One of the unexpected joys of the book are Charlotte's comments on being a woman at the time, many of them offered while Williams still (on the face of it) believed he was corresponding with a gentleman.  On the subject of female further education, Charlotte was enthusiastic - 'Whenever I have seen families of daughters sitting waiting to be married, I have pitied them from my heart.'  I absolutely loved the comments she got back from Poet Laureate Robert Southey after sending him some of her poems - 'Literature cannot be the business of a woman's life, and it ought not to be ... the daydreams in which you habitually indulge are likely to induce a distempered state of mind.' Well, he's a keeper.

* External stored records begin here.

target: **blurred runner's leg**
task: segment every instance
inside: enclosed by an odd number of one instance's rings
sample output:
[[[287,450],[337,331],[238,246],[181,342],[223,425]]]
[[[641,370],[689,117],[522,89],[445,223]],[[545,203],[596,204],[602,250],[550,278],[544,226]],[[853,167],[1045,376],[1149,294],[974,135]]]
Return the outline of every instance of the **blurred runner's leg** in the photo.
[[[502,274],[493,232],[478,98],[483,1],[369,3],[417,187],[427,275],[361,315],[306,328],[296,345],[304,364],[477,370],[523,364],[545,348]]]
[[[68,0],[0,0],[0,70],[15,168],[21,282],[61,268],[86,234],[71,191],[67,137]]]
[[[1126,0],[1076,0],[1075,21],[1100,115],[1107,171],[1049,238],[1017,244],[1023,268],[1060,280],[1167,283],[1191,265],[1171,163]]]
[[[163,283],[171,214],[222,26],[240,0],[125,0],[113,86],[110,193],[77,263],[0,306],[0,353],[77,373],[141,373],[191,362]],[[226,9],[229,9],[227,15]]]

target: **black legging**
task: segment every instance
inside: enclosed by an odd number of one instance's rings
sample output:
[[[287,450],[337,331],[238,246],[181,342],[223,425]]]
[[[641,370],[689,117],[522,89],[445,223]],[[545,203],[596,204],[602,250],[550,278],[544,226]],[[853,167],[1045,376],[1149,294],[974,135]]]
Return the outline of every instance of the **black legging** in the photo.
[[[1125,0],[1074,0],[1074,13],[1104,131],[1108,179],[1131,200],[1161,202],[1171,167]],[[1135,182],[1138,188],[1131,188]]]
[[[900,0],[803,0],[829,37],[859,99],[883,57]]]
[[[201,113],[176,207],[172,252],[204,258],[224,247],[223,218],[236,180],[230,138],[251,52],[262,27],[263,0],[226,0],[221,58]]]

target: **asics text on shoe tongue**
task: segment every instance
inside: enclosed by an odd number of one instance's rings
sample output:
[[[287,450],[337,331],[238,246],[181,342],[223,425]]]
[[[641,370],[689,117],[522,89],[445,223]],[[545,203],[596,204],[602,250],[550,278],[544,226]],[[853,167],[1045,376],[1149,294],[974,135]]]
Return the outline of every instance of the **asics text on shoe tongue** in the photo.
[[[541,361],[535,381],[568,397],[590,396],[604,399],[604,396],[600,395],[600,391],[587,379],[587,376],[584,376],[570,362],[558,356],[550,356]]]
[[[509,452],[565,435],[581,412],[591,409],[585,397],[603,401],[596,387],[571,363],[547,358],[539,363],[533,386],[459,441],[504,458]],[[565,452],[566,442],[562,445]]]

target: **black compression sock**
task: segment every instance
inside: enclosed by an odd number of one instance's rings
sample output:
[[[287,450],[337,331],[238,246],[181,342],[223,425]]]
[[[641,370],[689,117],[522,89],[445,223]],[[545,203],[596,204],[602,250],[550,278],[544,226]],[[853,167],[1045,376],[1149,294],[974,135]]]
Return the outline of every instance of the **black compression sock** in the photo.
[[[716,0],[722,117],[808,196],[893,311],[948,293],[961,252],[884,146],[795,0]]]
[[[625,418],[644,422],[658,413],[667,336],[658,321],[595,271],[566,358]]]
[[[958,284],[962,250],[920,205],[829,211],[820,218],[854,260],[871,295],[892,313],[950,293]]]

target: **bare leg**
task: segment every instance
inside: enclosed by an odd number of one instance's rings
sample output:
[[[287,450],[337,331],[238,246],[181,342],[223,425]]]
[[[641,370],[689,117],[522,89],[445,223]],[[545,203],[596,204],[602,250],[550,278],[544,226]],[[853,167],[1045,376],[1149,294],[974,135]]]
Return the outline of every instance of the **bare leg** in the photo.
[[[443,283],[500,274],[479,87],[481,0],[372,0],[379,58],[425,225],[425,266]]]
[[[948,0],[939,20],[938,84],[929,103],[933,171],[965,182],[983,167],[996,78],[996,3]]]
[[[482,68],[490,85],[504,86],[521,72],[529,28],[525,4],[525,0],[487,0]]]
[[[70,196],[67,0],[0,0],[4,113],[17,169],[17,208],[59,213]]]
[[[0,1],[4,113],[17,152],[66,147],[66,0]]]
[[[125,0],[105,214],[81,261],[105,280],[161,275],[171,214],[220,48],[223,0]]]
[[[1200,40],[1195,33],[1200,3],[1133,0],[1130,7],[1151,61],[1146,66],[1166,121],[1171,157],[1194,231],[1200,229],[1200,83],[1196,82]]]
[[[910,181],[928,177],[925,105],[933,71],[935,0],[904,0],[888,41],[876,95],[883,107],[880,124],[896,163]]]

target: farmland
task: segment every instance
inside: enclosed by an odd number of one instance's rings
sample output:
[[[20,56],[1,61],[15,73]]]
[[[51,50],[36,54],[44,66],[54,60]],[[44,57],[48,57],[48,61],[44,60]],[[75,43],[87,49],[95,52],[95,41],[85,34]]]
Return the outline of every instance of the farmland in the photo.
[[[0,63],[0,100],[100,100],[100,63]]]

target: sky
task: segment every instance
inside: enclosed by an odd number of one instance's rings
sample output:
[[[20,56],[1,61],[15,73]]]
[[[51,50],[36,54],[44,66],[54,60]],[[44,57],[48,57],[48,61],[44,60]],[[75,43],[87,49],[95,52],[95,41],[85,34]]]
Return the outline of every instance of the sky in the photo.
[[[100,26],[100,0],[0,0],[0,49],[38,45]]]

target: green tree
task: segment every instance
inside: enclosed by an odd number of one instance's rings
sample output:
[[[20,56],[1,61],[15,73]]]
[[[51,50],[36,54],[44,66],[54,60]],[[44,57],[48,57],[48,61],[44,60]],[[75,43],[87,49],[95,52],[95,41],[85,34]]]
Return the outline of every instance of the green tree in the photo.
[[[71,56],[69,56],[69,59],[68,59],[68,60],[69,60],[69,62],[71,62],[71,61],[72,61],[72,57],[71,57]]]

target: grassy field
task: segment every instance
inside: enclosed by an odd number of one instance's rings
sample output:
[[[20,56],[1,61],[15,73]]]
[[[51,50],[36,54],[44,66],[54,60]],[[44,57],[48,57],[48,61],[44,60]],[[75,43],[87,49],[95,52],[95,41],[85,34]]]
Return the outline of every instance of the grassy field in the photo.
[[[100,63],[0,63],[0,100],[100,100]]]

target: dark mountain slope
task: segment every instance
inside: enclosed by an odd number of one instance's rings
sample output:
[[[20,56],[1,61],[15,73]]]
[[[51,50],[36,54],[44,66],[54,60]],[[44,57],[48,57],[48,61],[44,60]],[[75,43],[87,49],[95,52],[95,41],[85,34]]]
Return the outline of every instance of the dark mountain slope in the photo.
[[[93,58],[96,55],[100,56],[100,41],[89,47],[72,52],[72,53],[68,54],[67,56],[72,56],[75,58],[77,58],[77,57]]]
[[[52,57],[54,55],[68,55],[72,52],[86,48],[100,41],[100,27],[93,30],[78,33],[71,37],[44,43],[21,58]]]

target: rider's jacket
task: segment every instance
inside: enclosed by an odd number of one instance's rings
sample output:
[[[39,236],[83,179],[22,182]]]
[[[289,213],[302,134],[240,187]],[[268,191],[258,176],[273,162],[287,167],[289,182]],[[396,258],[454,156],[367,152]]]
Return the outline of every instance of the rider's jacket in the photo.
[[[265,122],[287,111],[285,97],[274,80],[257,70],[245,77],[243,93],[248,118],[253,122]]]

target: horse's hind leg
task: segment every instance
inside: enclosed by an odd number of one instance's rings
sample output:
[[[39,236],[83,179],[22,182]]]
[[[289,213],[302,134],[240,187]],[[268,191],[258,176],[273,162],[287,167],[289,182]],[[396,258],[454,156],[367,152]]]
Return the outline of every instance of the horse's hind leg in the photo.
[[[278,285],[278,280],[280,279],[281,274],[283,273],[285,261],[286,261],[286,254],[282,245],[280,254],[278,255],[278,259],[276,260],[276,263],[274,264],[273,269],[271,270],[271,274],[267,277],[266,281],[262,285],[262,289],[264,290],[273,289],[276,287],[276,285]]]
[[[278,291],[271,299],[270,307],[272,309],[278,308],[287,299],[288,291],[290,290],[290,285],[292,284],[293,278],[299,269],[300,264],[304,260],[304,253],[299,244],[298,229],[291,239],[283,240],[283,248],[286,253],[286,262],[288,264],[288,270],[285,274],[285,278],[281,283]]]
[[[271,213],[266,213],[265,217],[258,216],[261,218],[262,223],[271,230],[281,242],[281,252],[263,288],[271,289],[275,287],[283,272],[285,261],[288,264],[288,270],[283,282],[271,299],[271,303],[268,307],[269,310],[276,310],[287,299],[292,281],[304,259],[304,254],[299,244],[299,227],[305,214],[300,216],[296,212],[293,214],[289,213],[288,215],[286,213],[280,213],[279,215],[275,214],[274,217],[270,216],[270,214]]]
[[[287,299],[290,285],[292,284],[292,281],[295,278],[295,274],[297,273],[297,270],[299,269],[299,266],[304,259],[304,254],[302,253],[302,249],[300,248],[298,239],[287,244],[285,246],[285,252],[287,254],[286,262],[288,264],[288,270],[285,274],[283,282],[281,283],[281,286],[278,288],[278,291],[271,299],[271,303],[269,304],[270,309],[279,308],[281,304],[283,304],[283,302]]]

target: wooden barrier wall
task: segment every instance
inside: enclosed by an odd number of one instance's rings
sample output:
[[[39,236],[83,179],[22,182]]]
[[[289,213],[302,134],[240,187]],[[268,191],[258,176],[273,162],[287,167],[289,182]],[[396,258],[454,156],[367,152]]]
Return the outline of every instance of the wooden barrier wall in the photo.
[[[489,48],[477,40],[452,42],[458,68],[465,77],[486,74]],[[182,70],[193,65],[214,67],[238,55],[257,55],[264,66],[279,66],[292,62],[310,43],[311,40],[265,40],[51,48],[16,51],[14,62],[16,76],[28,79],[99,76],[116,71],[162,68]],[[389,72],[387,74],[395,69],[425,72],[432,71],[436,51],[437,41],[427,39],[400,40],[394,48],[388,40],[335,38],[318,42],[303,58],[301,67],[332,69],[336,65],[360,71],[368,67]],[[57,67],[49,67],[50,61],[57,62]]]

This is an easy read because the tone of the narrative is so friendly and conversational from a writer who obviously loves his subject and wants you to love it too.  I feel I know figures in literary history just that bit better after reading this and my opinion of Charlotte Bronte has risen greatly.  I knew pretty much nothing of Williams beyond his part in Bronte's publishing life but found his achievements as fascinating as his personal life.  The friendship he shared with Charlotte was not all plain sailing especially with Mrs Williams (at least in the perception of Charlotte) and one quote from Charlotte on friendship really struck a chord with me:
'In the matter of friendship I have observed that disappointment here arises chiefly - not from liking our friend too well - or thinking of them too highly - but rather from an over-estimate of their liking for and opinion of us.'
In these times of on-line, written friendships, I find that to be unfortunately true and wise words indeed.

I cannot recommend this book enough as it is a treat and a gem.  Autumn is when we should be gathering books to see us through the winter months and let this be one of them.  Charlotte Bronte's Devotee by Philip Hamlyn Williams is available from Amazon UK (here) and US (here).